Friday is one of the busiest days at petrol stations but it could also be the day when it costs you the most to put the fuel in your tank.

"Our year to date data for 2022 for New Zealand indicates an emerging trend that prices tend to be higher on Fridays and lower on Sundays and Mondays," fuel card company Fleetcor told Fair Go.

It publishes daily data on prices paid at stations across New Zealand on its Pricewatch website and responded to Fair Go's request for some high-level analysis.

That contradicts everything fuel companies are telling us - Z, BP, Mobil and Gull.

The four big importers insist that there is no weekly pricing cycle, rather a host of very competitive local markets where people can pick from several different fuel retailers and a host of loyalty schemes and regular discount days..

There are busy days of course. Worldline tracks electronic payments by retail sector.

It says Wednesdays, closely followed by Fridays, are the days on which most consumer spending tends to happen at fuel retailers. The figures include everything bought at the service stations but fuel would make up the vast majority of what's spent, especially at current prices.

So if Friday is both busier and maybe more expensive, do we need to avoid a Friday fill? The AA would prefer to see more data before it declares there is a best or worst day, but its chief fuel watcher Terry Collins is keeping tabs.

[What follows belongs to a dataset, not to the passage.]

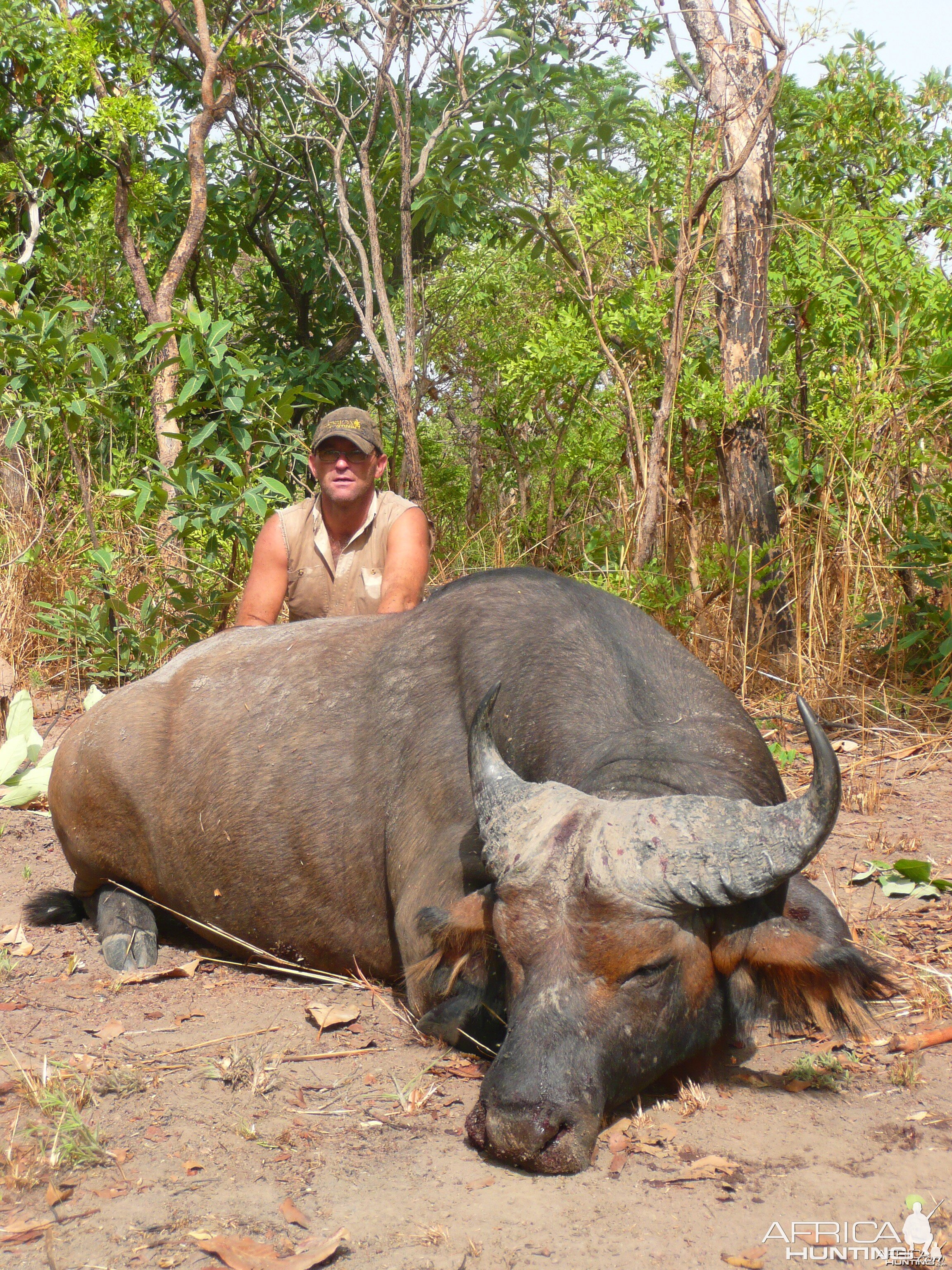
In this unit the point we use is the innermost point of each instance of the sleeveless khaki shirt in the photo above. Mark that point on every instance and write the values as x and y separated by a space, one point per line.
315 587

"I know in Australia they often complain about they put the prices up before a holiday, or before the weekends. It seems to be a pattern. I don't know whether that's being developed here or not."

Collins says the market is subject to extreme pressure and volatility now ahead of EU sanctions to ban using Russian oil. That could make oil from anywhere else more expensive. Collins adds that oil company inventories are low worldwide.

The whole industry is running on E for enough - just like a motorist who needs to fill up - so it will have to accept higher prices.

"Depending on what day the oil company bought their fuel, whether it was the Monday or the Friday, some of them might have to reflect a 10c difference in price just based on when they purchased their fuel," Collins says.

All of that in turn may push fuel prices even higher which means more inflationary pressure, given how the price of fuel affects almost every bite we eat and everything we buy or sell in our highly carbon-dependent economy.

That could figure in the Budget later this week. On 14 March, Prime Minister Jacinda Ardern announced a 25c a litre cut in the fuel excise duty (plus GST) for three months and that cut is still set to expire next month.

"I would expect if the prices continue to go up that they must seriously look at perhaps keeping some of that excise duty off, otherwise the inflationary pressures will become very significant," says AA's Collins.

Keeping the cut to keep prices from rising would put pressure on the Government's books - the duty collected helps pay for transport investments - and the Government may argue it's already doing more to control our exposure to runaway oil prices by ditching fossil fuels through its Emissions Reduction Plan announced this week.

But those are long-term measures; in the short term every day will still be a very expensive day to fill your tank - just how much and on which day might be worth careful attention.